Regarding your community, we can imagine that it is not always easy to manage so many followers. How do you organize yourself to combine your trainings, your personnal and professionnal life and your social networks ?
It’s been busy. I’m a full time teacher and when I’m not working, I’m usually training. I fit Instagram in between those. It’s a nice blend of my love of health and my love of education. I’m just thankful I’m getting to balance my two passions every day.
We guess that on social networks, surfer’s comments can bereally violent. How do you do to deal with negatives comments ?
I’m not great with criticism, but I’ve changed the way I approach kindness and tolerance because of my interaction with rude or hurtful comments.
« admitting that you’re struggling with your health also removes a huge burden. »
Do you have some advice to give to all the girls who would like to share their story on Instagram but don’t dare to go for it ?
Sharing your story is terrifying. It’s the ultimate act of vulnerability, but admitting that you’re struggling with your health also removes a huge burden.
Do you have some tips to stay motivated in all circumstances, for your trainings but also to eat healthy ?
Prepare. Always anticipate things being crazy or busy. Have go-to choices at local restaurants and fast food places. Keep a cooler with healthy dry goods in your car. Prepare.
What is your favorite playlist when you go to the gym ?
I’m usually listening to some 90s hip hop in the gym. My number one list includes R Kelly’s Ignition, 50’s Candy Shop, Ginuwine’s Pony mixed with some Lil Wayne, Jay Z, Tupac… anything that was played at a bad middle school dance in the early 2000s.
Besides sport, do you have some passions ?
I love film. I grew up working in the industry in my spare time and I’m always excited for little opportunities to get back to it.
« When I started, I’d always say to myself, « Just try. Maybe nothing changes. Maybe everything does. »
What are your projects and your goals for the futur ?
Right now, most of my goals are about remaining healthy and helping my students grow. Someday, I’d like to merge the two loves through public speaking or lecturing to young adults and adults about body image, self love, and health.

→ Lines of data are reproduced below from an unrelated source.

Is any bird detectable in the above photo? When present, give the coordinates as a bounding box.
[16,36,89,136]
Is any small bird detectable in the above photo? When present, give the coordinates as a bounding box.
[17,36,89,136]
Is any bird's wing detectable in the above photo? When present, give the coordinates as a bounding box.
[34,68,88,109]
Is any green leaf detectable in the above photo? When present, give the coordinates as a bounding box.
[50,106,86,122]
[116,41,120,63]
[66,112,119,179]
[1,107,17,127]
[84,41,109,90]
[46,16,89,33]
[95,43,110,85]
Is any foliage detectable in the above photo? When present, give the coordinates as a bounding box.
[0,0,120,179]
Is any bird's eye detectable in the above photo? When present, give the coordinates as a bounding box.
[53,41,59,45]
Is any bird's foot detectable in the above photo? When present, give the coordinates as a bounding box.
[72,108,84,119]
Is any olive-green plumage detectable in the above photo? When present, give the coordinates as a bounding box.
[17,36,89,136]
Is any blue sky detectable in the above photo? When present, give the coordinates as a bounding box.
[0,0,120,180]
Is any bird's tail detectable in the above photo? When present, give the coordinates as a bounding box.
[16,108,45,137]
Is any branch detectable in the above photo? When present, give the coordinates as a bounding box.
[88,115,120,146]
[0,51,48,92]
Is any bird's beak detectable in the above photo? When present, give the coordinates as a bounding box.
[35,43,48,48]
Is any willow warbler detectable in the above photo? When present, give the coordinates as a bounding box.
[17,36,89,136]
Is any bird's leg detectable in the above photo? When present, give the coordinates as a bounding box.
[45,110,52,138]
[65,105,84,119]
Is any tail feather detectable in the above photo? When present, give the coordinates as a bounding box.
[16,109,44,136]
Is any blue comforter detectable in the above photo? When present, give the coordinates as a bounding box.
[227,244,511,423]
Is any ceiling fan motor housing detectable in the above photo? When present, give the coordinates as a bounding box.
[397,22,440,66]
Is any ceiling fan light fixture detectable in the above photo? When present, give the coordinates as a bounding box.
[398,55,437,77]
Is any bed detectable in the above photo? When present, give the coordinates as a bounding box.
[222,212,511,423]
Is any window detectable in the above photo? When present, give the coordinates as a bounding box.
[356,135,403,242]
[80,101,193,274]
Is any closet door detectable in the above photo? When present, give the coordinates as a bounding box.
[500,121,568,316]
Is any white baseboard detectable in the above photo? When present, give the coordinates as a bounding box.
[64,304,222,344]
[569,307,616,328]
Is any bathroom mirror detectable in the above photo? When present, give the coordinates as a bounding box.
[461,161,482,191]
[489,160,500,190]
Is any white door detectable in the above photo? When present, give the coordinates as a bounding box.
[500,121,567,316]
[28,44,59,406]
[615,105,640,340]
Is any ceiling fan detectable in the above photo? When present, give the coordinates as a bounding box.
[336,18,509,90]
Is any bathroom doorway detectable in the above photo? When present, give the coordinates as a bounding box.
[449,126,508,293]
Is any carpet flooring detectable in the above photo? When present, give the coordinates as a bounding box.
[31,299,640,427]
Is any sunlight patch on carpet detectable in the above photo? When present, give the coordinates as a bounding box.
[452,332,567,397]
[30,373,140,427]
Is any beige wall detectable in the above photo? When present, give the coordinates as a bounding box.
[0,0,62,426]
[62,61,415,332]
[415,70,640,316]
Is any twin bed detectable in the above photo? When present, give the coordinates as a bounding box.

You already have an Instagram account and a Youtube channel. Do you consider creating a blog ?
I have a few blog posts up on my website, theirongiantesslife.com. I think over time, I’ll post more there.
To conclude, do you have a mantra you like to bear in mind that keeps you motivated and that you like to share with us ?
When I started, I’d always say to myself, « Just try. Maybe nothing changes. Maybe everything does. » I still find that helps me shake things off and get back to work.